The victim was Nick Pivetta, who also served up a long ball to Ramon Urias. Mountcastle cranked 33 home runs last year in his rookie season, with 19 of them coming in the second half. He’s going to find Camden Yards much stingier in 2022, though, with the left field wall being moved back significantly.
This kind of blurb glosses over a few things, while also being full of information. That’s why it has received the Stephen A. Smith Jpeg Award, a prestigious accolade for any blurb. Firstly, in the analysis of Mountcastle’s performance, we learn that another player hit a home run off Nick Pivetta. I guess that’s to prove that Mountcastle’s home run wasn’t that cool? Or easier to hit? Secondly, we learn that Mountcastle hit 19 homers in the second half. That’s a pretty big deal. I was close to giving up on Monty’s Python’s Flying Castle because everything about his performance was brutal. He was a mess at the plate, and it seemed like a miracle every time I read a box score in the second half. I wonder why he was so successful in the second half? Perhaps add a line of conjecture? What is the reader to infer from this information? That it happened? Do you know what else happened in the second half of the season? I went on a diet, and it actually worked! Put that in your blurb and smoke it! Thirdly, we don’t have a great idea regarding how the park factors will affect Monty Python’s Flying Castle. How often did he pull his homers? What was the average distance of his pulled homers? Please, don’t just leave that floating out there. Or do, so his ADP drops a bit more and I can buy him a bit cheaper. We had ups and downs last year, but that could describe my relationship with Gas X, and I’m not going to stop taking those sweet, sweet pills.

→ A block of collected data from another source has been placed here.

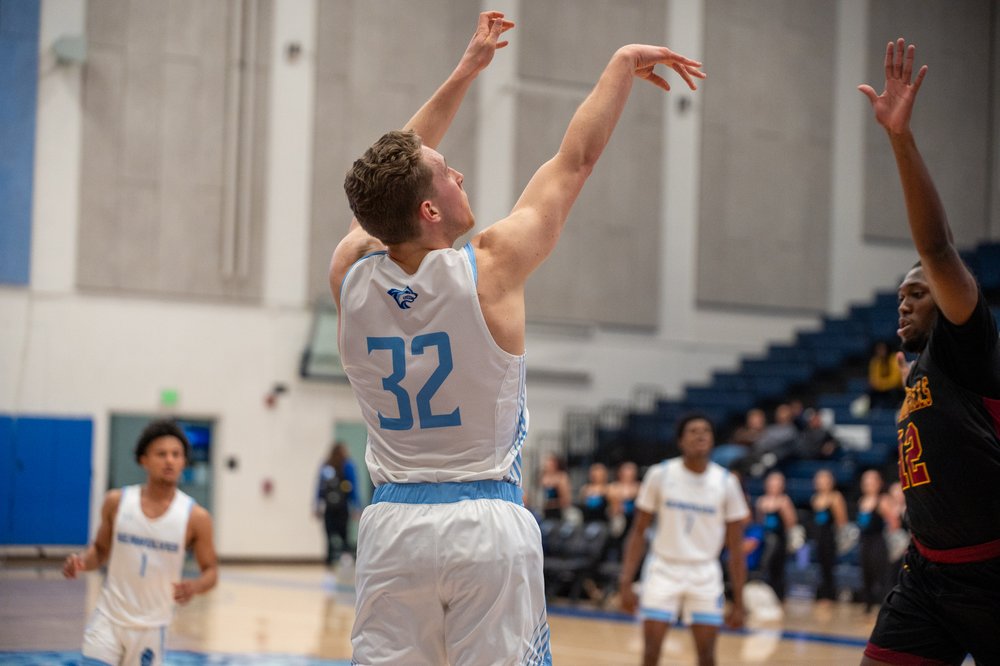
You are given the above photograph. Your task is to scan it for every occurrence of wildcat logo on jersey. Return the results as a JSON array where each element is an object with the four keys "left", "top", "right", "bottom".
[
  {"left": 897, "top": 375, "right": 933, "bottom": 421},
  {"left": 388, "top": 286, "right": 418, "bottom": 309}
]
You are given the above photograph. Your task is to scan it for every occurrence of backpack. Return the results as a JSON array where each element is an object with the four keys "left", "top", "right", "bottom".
[{"left": 321, "top": 465, "right": 352, "bottom": 513}]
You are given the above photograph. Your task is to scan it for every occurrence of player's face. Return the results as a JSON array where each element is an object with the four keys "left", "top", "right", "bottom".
[
  {"left": 897, "top": 267, "right": 937, "bottom": 353},
  {"left": 678, "top": 418, "right": 714, "bottom": 459},
  {"left": 422, "top": 147, "right": 474, "bottom": 238},
  {"left": 140, "top": 436, "right": 186, "bottom": 485}
]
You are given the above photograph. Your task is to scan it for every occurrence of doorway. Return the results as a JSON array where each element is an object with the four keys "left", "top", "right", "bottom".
[{"left": 333, "top": 421, "right": 369, "bottom": 545}]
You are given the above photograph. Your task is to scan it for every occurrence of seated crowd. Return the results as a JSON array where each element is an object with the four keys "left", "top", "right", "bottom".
[{"left": 533, "top": 402, "right": 908, "bottom": 615}]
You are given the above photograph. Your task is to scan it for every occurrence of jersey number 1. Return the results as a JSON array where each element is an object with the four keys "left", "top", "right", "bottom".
[{"left": 367, "top": 332, "right": 462, "bottom": 430}]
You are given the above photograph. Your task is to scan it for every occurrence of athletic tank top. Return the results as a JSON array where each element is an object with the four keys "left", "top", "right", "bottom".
[
  {"left": 813, "top": 506, "right": 832, "bottom": 527},
  {"left": 635, "top": 458, "right": 749, "bottom": 562},
  {"left": 581, "top": 492, "right": 608, "bottom": 522},
  {"left": 763, "top": 510, "right": 783, "bottom": 534},
  {"left": 96, "top": 485, "right": 193, "bottom": 627},
  {"left": 857, "top": 508, "right": 885, "bottom": 537},
  {"left": 339, "top": 244, "right": 528, "bottom": 486}
]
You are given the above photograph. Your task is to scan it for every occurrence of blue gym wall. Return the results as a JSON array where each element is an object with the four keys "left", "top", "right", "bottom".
[
  {"left": 0, "top": 0, "right": 39, "bottom": 285},
  {"left": 0, "top": 415, "right": 93, "bottom": 545}
]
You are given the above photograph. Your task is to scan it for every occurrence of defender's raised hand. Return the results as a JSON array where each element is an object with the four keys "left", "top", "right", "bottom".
[
  {"left": 858, "top": 38, "right": 928, "bottom": 135},
  {"left": 620, "top": 44, "right": 706, "bottom": 92}
]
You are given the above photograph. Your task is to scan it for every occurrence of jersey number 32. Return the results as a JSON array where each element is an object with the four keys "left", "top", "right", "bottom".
[{"left": 367, "top": 332, "right": 462, "bottom": 430}]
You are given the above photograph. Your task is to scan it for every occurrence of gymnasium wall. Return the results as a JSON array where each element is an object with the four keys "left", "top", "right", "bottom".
[{"left": 1, "top": 0, "right": 997, "bottom": 558}]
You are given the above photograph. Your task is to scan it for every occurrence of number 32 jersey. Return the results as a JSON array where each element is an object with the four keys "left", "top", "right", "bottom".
[{"left": 339, "top": 244, "right": 528, "bottom": 487}]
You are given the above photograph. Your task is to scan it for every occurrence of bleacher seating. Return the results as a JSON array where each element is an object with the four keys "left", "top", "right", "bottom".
[{"left": 542, "top": 520, "right": 611, "bottom": 602}]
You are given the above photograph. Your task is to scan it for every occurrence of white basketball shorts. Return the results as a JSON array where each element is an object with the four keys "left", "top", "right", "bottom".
[
  {"left": 639, "top": 554, "right": 725, "bottom": 627},
  {"left": 82, "top": 608, "right": 166, "bottom": 666},
  {"left": 351, "top": 481, "right": 551, "bottom": 666}
]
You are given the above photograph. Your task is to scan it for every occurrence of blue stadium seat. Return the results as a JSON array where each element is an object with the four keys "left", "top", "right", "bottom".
[
  {"left": 972, "top": 242, "right": 1000, "bottom": 290},
  {"left": 684, "top": 387, "right": 756, "bottom": 414}
]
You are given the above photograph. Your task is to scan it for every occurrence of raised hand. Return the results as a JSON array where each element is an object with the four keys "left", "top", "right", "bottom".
[
  {"left": 621, "top": 44, "right": 706, "bottom": 92},
  {"left": 457, "top": 11, "right": 515, "bottom": 76},
  {"left": 858, "top": 38, "right": 928, "bottom": 135}
]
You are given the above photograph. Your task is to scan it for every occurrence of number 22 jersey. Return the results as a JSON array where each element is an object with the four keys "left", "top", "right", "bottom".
[{"left": 338, "top": 244, "right": 528, "bottom": 487}]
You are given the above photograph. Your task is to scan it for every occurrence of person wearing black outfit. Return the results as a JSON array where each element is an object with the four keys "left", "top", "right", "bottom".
[
  {"left": 859, "top": 39, "right": 1000, "bottom": 665},
  {"left": 315, "top": 442, "right": 359, "bottom": 567},
  {"left": 856, "top": 470, "right": 892, "bottom": 613},
  {"left": 811, "top": 469, "right": 847, "bottom": 602},
  {"left": 755, "top": 471, "right": 797, "bottom": 601},
  {"left": 578, "top": 462, "right": 611, "bottom": 523}
]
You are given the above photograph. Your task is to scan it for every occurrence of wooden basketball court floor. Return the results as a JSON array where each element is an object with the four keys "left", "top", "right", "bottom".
[{"left": 0, "top": 559, "right": 965, "bottom": 665}]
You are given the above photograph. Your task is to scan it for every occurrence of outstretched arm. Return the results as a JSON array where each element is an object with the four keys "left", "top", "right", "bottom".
[
  {"left": 403, "top": 11, "right": 514, "bottom": 149},
  {"left": 476, "top": 44, "right": 704, "bottom": 283},
  {"left": 858, "top": 38, "right": 978, "bottom": 325}
]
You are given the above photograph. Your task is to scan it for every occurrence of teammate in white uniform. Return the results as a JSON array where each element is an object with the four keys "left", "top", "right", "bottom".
[
  {"left": 63, "top": 420, "right": 217, "bottom": 666},
  {"left": 619, "top": 414, "right": 749, "bottom": 666},
  {"left": 330, "top": 10, "right": 705, "bottom": 666}
]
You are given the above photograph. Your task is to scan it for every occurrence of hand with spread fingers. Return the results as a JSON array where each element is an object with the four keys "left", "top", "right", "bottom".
[{"left": 858, "top": 38, "right": 927, "bottom": 136}]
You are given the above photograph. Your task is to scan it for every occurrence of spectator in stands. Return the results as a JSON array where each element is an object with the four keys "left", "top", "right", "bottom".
[
  {"left": 753, "top": 403, "right": 799, "bottom": 459},
  {"left": 857, "top": 469, "right": 894, "bottom": 613},
  {"left": 608, "top": 461, "right": 640, "bottom": 538},
  {"left": 811, "top": 469, "right": 848, "bottom": 602},
  {"left": 755, "top": 471, "right": 797, "bottom": 601},
  {"left": 578, "top": 462, "right": 611, "bottom": 523},
  {"left": 867, "top": 341, "right": 904, "bottom": 410},
  {"left": 788, "top": 398, "right": 809, "bottom": 431},
  {"left": 794, "top": 409, "right": 840, "bottom": 460},
  {"left": 539, "top": 454, "right": 571, "bottom": 521},
  {"left": 746, "top": 403, "right": 800, "bottom": 476},
  {"left": 731, "top": 408, "right": 767, "bottom": 448}
]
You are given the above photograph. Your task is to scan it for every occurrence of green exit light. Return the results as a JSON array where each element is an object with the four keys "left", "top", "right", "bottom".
[{"left": 160, "top": 388, "right": 179, "bottom": 407}]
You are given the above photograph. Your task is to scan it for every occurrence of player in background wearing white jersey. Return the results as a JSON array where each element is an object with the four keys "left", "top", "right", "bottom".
[
  {"left": 330, "top": 10, "right": 705, "bottom": 666},
  {"left": 619, "top": 414, "right": 750, "bottom": 666},
  {"left": 63, "top": 420, "right": 217, "bottom": 666}
]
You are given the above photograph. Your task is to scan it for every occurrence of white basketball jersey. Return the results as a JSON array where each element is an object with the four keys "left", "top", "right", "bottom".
[
  {"left": 636, "top": 458, "right": 749, "bottom": 562},
  {"left": 338, "top": 244, "right": 528, "bottom": 486},
  {"left": 95, "top": 485, "right": 193, "bottom": 627}
]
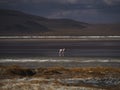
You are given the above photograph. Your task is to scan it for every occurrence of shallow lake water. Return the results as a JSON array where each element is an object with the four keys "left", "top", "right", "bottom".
[
  {"left": 0, "top": 40, "right": 120, "bottom": 68},
  {"left": 0, "top": 40, "right": 120, "bottom": 57}
]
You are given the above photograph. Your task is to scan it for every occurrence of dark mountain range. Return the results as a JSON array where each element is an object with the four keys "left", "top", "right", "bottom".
[{"left": 0, "top": 9, "right": 120, "bottom": 36}]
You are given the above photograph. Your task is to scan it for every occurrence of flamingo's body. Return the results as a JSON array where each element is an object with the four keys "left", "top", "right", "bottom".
[{"left": 59, "top": 48, "right": 65, "bottom": 56}]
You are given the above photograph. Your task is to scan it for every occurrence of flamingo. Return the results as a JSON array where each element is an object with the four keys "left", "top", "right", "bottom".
[{"left": 59, "top": 48, "right": 65, "bottom": 56}]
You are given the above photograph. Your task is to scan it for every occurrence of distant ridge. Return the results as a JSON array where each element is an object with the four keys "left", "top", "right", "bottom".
[{"left": 0, "top": 9, "right": 120, "bottom": 36}]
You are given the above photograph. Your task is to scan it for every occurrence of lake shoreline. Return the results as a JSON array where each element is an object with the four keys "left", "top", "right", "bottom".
[{"left": 0, "top": 36, "right": 120, "bottom": 42}]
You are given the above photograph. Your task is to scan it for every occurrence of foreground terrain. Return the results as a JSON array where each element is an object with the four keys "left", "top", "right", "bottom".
[{"left": 0, "top": 65, "right": 120, "bottom": 90}]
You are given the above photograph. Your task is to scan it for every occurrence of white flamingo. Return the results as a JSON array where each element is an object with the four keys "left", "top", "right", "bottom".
[{"left": 59, "top": 48, "right": 65, "bottom": 56}]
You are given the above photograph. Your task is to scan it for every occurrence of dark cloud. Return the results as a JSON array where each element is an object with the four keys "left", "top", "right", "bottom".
[
  {"left": 0, "top": 0, "right": 120, "bottom": 23},
  {"left": 103, "top": 0, "right": 120, "bottom": 5}
]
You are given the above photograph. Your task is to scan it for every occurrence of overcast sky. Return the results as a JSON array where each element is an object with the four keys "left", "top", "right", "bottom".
[{"left": 0, "top": 0, "right": 120, "bottom": 23}]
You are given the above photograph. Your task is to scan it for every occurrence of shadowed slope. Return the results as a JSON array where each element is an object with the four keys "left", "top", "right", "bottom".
[{"left": 0, "top": 9, "right": 120, "bottom": 36}]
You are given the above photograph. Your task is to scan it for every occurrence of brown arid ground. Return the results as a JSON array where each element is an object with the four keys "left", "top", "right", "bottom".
[{"left": 0, "top": 65, "right": 120, "bottom": 90}]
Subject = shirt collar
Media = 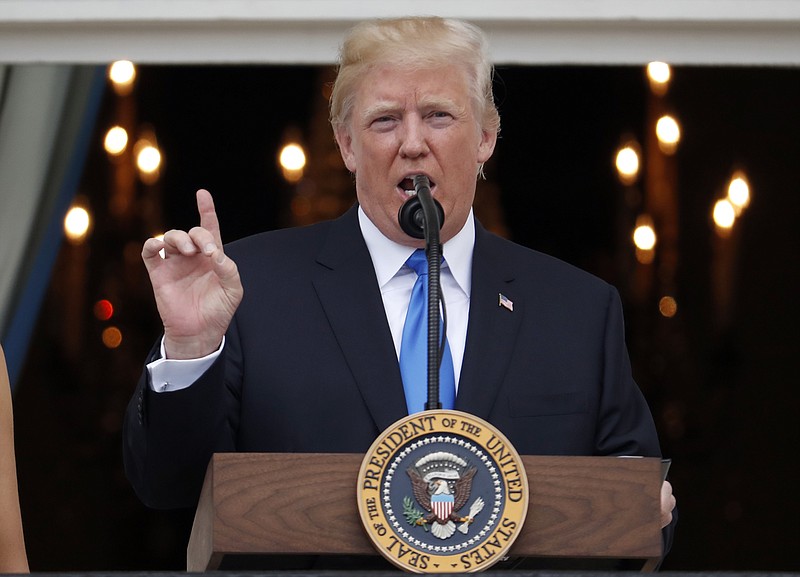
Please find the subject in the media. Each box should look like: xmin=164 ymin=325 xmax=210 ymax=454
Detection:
xmin=358 ymin=206 xmax=474 ymax=297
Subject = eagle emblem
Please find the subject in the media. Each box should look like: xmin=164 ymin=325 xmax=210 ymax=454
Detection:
xmin=405 ymin=451 xmax=485 ymax=540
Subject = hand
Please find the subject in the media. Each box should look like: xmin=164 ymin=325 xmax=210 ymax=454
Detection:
xmin=660 ymin=480 xmax=676 ymax=528
xmin=142 ymin=189 xmax=244 ymax=359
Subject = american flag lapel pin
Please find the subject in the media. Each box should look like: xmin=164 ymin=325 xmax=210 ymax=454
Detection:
xmin=498 ymin=293 xmax=514 ymax=312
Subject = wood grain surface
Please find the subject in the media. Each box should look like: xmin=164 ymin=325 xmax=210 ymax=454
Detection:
xmin=187 ymin=453 xmax=661 ymax=570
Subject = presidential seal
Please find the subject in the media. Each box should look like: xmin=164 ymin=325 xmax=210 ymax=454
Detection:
xmin=357 ymin=410 xmax=528 ymax=573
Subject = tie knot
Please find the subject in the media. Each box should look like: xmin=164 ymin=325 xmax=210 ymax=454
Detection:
xmin=406 ymin=249 xmax=428 ymax=276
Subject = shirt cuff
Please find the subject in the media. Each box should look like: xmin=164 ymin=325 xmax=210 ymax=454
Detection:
xmin=146 ymin=337 xmax=224 ymax=393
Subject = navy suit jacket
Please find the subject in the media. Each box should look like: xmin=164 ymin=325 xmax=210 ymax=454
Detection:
xmin=124 ymin=205 xmax=665 ymax=517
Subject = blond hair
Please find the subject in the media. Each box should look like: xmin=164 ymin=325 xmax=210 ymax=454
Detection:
xmin=330 ymin=17 xmax=500 ymax=135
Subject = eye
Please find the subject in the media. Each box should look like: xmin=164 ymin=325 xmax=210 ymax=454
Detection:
xmin=369 ymin=115 xmax=398 ymax=131
xmin=427 ymin=110 xmax=455 ymax=127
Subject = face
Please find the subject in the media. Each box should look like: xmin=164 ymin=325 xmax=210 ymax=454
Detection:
xmin=335 ymin=64 xmax=497 ymax=246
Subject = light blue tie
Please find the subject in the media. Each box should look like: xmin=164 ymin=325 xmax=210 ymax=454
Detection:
xmin=399 ymin=249 xmax=456 ymax=414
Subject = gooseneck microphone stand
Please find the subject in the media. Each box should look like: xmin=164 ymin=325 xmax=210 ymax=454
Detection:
xmin=398 ymin=175 xmax=447 ymax=411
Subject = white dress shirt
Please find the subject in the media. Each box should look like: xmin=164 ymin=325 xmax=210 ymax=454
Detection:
xmin=358 ymin=207 xmax=473 ymax=390
xmin=148 ymin=207 xmax=474 ymax=393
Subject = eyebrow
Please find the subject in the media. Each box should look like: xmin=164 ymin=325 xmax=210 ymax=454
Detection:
xmin=361 ymin=101 xmax=400 ymax=121
xmin=360 ymin=97 xmax=465 ymax=121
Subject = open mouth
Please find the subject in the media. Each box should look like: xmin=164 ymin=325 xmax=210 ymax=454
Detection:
xmin=399 ymin=176 xmax=436 ymax=196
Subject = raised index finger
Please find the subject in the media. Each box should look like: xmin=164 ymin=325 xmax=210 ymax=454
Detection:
xmin=196 ymin=188 xmax=223 ymax=247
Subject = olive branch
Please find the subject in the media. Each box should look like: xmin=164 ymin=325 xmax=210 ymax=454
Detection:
xmin=402 ymin=496 xmax=428 ymax=531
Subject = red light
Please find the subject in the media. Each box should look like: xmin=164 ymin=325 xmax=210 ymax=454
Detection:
xmin=94 ymin=299 xmax=114 ymax=321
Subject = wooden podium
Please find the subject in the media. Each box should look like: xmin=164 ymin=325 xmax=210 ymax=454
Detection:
xmin=187 ymin=453 xmax=663 ymax=572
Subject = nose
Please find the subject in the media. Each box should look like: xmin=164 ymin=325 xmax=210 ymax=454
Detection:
xmin=398 ymin=116 xmax=430 ymax=158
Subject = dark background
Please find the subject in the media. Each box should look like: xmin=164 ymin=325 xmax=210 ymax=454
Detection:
xmin=12 ymin=64 xmax=800 ymax=571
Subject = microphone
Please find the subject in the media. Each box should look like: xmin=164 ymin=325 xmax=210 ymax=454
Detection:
xmin=398 ymin=175 xmax=447 ymax=411
xmin=398 ymin=179 xmax=445 ymax=239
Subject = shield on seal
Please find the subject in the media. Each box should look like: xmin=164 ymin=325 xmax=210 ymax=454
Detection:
xmin=431 ymin=491 xmax=455 ymax=522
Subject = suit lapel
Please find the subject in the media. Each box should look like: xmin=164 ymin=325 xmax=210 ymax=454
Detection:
xmin=311 ymin=206 xmax=408 ymax=432
xmin=456 ymin=222 xmax=523 ymax=419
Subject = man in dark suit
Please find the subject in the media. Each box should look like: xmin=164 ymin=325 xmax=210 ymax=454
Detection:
xmin=124 ymin=15 xmax=675 ymax=549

Unwarranted Fantasy Advice: Listen, friends. Gather round, each and every one you. Now is the time to look at the ADP and really start tearing it apart. If you’re in a league that counts Saves/Holds, or one that replaces Average with OPS, then ignore it and create your own draft order. Never, ever accept what the machine puts in front of you. Be as luddite as one can be on a home computer system.
Unwarranted Music Advice: I listened to This Heat’s Deceit, some Erik Satie piano noodles, and a Brian Eno ambient record while writing this. All deserve a listen, as does Roy Harper. He’s the guy the Smiths copped their mood and guitar multi-tracking from, and his best records have Jimmy Page playing under a pseudonym as a second guitarist. Also, Unwound’s last album completely owns and should be appreciated by more people.
Email Me Blurbs!
My email address is [email protected]. Send me blurbs, your thoughts on music, and how I should spend less time on Twitter. Commenter Steve Stevenson sent in the following little tidbit from Rotoworld’s Saves/Steals Column: “Albies went 30/20 last season despite what’s best described as merely above average speed.” As Steve Stevenson notes: “A few years back before he and Acuna broke through I was at a Braves ST game in Florida and got seats behind the plate among all the scouts, and ALL OF US were going nuts about how fast Albies was up close . MLB scouts, at least one of whom was a former player, were like little kids watching him.”
Fangraphs’ had him at 70/70 in his 2017 prospect report, coupled with a good success rate and his only being 25 years old. In 2021 alone, Albies had the fastest time to first base and also clocked 30 feet per second 18 times, tied for 5th in the majors. By the by, Trea Turner clocked 30 ft/min an absolutely brain-imploding 133 times. That’s a true freak and man that I won’t be able to draft this year unless I luck into a number one pick.
The verdict is in regarding this column: Ozzie Albies had a 30/20 season because he has above-average speed. Words matter. Blurbs matter. And so do all of you. I wish you all a good week and happy blurbs!